Trading of financial instruments like stocks, bonds, currencies, commodities and futures have become more complex than just buying and selling. As the needs of traders diversified over the period and new financial instruments and execution procedures introduced, the need of different kinds of order executions and transactions become a necessity. So brokers and trading firms started to introduce different kinds of order types.
What are Orders?
Orders are instructions from the trader to the broker to do a transaction. It can be a buy order or sell order. They can be placed on phone or online through the trading platform. These are of different types enabling the trader to place restrictions for execution depending on price and time. The order execution involves a fee; which is charged by the brokerage firm. The fee can be flat or percentage or can be spread differences of ask and bid prices. The types available for a trader depends upon the brokerage firm, his/her account type and financial instrument. Below are some of the most popular types of trading orders offered by stock and forex brokers.
Market Orders: These are the simplest types of orders which tell the brokerage firm to enter or exit a trade at the available market price. The basic purpose is to carryout a trade. These are offered by all brokers and are the default order type on most of the trading platforms. While they offer fast trade executions they do not offer any additional benefits or tools to the trader.
Limit Orders: These are intrustions to buy or sell a stock, currency or commodity at a specified price or better price. Limit sell orders tell the broker to sell the instrument owned at a specified price or higher price. Similarly limit buy orders tell the broker to buy an instrument at a specified price or lower price. Thus the trader can get better trade executions, but many times the orders simply expire without any execution because the price may not touch the specified level at all.
Day Orders: These are time-bound orders which should be executed within the trading day or are cancelled automatically at the end of trading day. Many brokerage firms consider all trading orders as day orders unless the time-period is specified. Many trading systems also support short-life day orders with lifespan of a few minutes to hours.

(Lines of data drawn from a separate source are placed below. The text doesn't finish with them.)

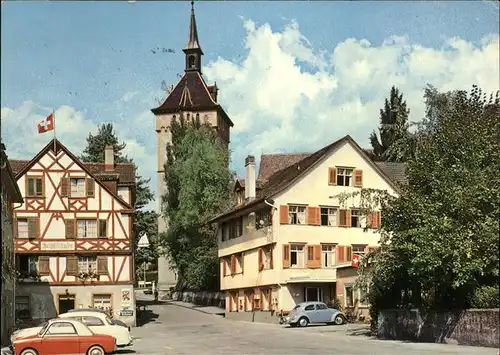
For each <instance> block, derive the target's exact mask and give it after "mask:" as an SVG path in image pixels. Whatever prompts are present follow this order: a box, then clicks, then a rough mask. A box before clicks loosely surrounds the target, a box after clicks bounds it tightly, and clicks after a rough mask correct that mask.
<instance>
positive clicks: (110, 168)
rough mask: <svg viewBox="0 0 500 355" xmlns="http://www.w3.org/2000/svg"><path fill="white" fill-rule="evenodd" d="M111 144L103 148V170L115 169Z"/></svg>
mask: <svg viewBox="0 0 500 355" xmlns="http://www.w3.org/2000/svg"><path fill="white" fill-rule="evenodd" d="M114 154H115V153H114V151H113V146H112V145H107V146H106V147H105V148H104V170H105V171H113V170H114V169H115V155H114Z"/></svg>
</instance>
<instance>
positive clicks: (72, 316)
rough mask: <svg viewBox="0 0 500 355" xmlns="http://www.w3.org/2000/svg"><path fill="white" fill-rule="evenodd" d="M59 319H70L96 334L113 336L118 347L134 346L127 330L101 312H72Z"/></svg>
mask: <svg viewBox="0 0 500 355" xmlns="http://www.w3.org/2000/svg"><path fill="white" fill-rule="evenodd" d="M59 318H69V319H74V320H77V321H80V322H82V323H83V324H85V325H86V326H87V327H89V328H90V330H92V331H93V332H94V333H96V334H105V335H112V336H114V337H115V339H116V345H117V346H118V347H125V346H130V345H132V342H133V339H132V337H131V336H130V332H129V331H128V329H127V328H125V327H122V326H120V325H117V324H113V322H111V319H110V318H109V317H108V316H107V315H106V314H104V313H101V312H70V313H63V314H60V315H59Z"/></svg>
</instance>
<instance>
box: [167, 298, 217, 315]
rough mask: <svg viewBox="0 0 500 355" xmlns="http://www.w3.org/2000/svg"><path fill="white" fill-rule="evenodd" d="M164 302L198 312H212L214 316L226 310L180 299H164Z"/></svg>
mask: <svg viewBox="0 0 500 355" xmlns="http://www.w3.org/2000/svg"><path fill="white" fill-rule="evenodd" d="M165 303H168V304H172V305H174V306H178V307H184V308H189V309H192V310H195V311H198V312H202V313H206V314H213V315H216V316H224V313H225V312H226V310H225V309H224V308H219V307H215V306H198V305H195V304H193V303H189V302H182V301H165Z"/></svg>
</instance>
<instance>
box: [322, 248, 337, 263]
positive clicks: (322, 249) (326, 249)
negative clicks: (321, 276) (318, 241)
mask: <svg viewBox="0 0 500 355" xmlns="http://www.w3.org/2000/svg"><path fill="white" fill-rule="evenodd" d="M336 250H337V248H336V245H335V244H330V245H322V246H321V266H322V267H334V266H335V257H336V255H337V253H336Z"/></svg>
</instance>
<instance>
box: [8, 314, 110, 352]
mask: <svg viewBox="0 0 500 355" xmlns="http://www.w3.org/2000/svg"><path fill="white" fill-rule="evenodd" d="M12 346H13V348H14V353H15V354H16V355H70V354H87V355H105V354H110V353H113V352H115V351H116V339H115V338H114V337H112V336H110V335H103V334H99V335H98V334H94V333H93V332H92V330H90V329H89V328H88V327H87V326H86V325H84V324H83V323H81V322H78V321H75V320H72V319H51V320H50V321H48V322H47V323H45V324H44V326H43V327H42V328H41V329H40V331H39V332H38V333H36V334H33V335H28V336H24V337H18V338H17V339H16V340H15V341H14V342H13V343H12Z"/></svg>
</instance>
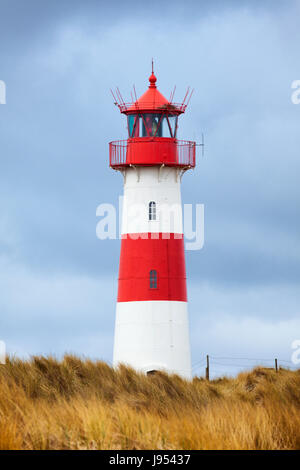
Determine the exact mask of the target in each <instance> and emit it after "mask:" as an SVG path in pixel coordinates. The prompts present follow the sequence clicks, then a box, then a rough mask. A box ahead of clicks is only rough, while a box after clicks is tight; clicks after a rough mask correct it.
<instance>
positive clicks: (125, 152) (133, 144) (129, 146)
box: [109, 139, 196, 168]
mask: <svg viewBox="0 0 300 470" xmlns="http://www.w3.org/2000/svg"><path fill="white" fill-rule="evenodd" d="M109 160H110V166H111V167H112V168H119V167H124V166H129V165H144V166H147V165H167V166H178V167H188V168H194V167H195V164H196V142H190V141H187V140H173V139H156V140H151V139H147V140H145V139H141V140H136V141H135V140H118V141H115V142H110V144H109Z"/></svg>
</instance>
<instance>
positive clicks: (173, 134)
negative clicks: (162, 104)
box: [168, 116, 177, 137]
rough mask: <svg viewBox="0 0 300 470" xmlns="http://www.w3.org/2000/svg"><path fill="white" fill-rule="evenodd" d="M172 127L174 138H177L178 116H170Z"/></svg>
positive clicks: (172, 133)
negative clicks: (177, 122)
mask: <svg viewBox="0 0 300 470" xmlns="http://www.w3.org/2000/svg"><path fill="white" fill-rule="evenodd" d="M168 119H169V123H170V127H171V130H172V134H173V137H176V130H177V116H168Z"/></svg>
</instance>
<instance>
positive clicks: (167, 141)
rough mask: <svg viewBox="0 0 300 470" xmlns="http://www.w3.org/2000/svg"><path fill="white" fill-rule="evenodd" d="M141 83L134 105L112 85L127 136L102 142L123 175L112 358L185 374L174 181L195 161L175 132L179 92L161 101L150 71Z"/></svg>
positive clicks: (184, 299)
mask: <svg viewBox="0 0 300 470" xmlns="http://www.w3.org/2000/svg"><path fill="white" fill-rule="evenodd" d="M149 82H150V85H149V88H148V90H147V91H146V92H145V93H144V94H143V95H142V96H141V97H140V98H139V99H136V101H135V102H132V103H125V102H124V101H123V99H122V97H121V95H120V92H119V90H117V97H118V98H117V99H116V98H115V101H116V104H117V105H118V107H119V109H120V111H121V113H123V114H125V115H126V116H127V120H128V134H129V135H128V139H127V140H126V141H117V142H110V166H111V167H112V168H114V169H115V170H119V171H121V172H122V174H123V177H124V198H123V215H122V241H121V256H120V268H119V285H118V301H117V312H116V325H115V341H114V354H113V363H114V366H116V365H118V364H120V363H124V364H128V365H130V366H132V367H134V368H135V369H137V370H140V371H144V372H146V373H149V372H153V371H156V370H166V371H167V372H170V373H177V374H179V375H181V376H183V377H185V378H187V379H190V378H191V357H190V340H189V322H188V309H187V293H186V271H185V257H184V241H183V227H182V207H181V193H180V182H181V176H182V174H183V173H184V172H185V171H186V170H188V169H189V168H193V167H194V166H195V147H196V144H195V142H187V141H179V140H177V137H176V133H177V121H178V116H179V115H180V114H182V113H184V112H185V109H186V106H187V105H186V104H185V102H186V99H187V95H186V98H185V100H184V102H183V103H180V104H178V103H174V102H172V95H171V98H170V100H167V99H166V98H165V97H164V96H163V95H162V94H161V93H160V92H159V91H158V89H157V87H156V77H155V75H154V73H153V68H152V74H151V76H150V78H149ZM187 94H188V93H187ZM114 97H115V96H114Z"/></svg>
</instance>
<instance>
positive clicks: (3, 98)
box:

Short Selling Orders: They are basically sell intrucions of financial instruments which the trader not actually own. The selling is effected through borrowing the instrument from the broker. Not all brokers and financial instrument have short-selling facility. And, short-selling require a margin account with the broker.
Stop Orders: These are one of the most popular order types which are used as stop-losses for limiting the trading risks. These tell the broker to execute the trade when the price reaches a specified level. On reaching the level they executed either as market or limit order. A sell intrucion for a long position is executed when the price drops to a specified level. Similarly a buy order for short position is executed when the price rises to a specified level. Many brokers also offer trailing stop orders which dynamically follow price trends, but are executed on reversal of trend by locking the profit.
Fill or Kill (FOK) Orders: These are placed for full execution or no execution. These orders do not allow any partial executions. If the execution is not done; the they are automatically cancelled.
Good Till Cancelled (GTC) Orders: These remain active until they are executed. But most brokers have a specified date period after which the they are cancelled automatically. There are also Good Till Date orders available which remain active until a specified date.
One Cancels the Other Order: These are intrucions for more than one number of trades placed simultaneously. When one of the orders is executed on meeting of specifications others are cancelled automatically.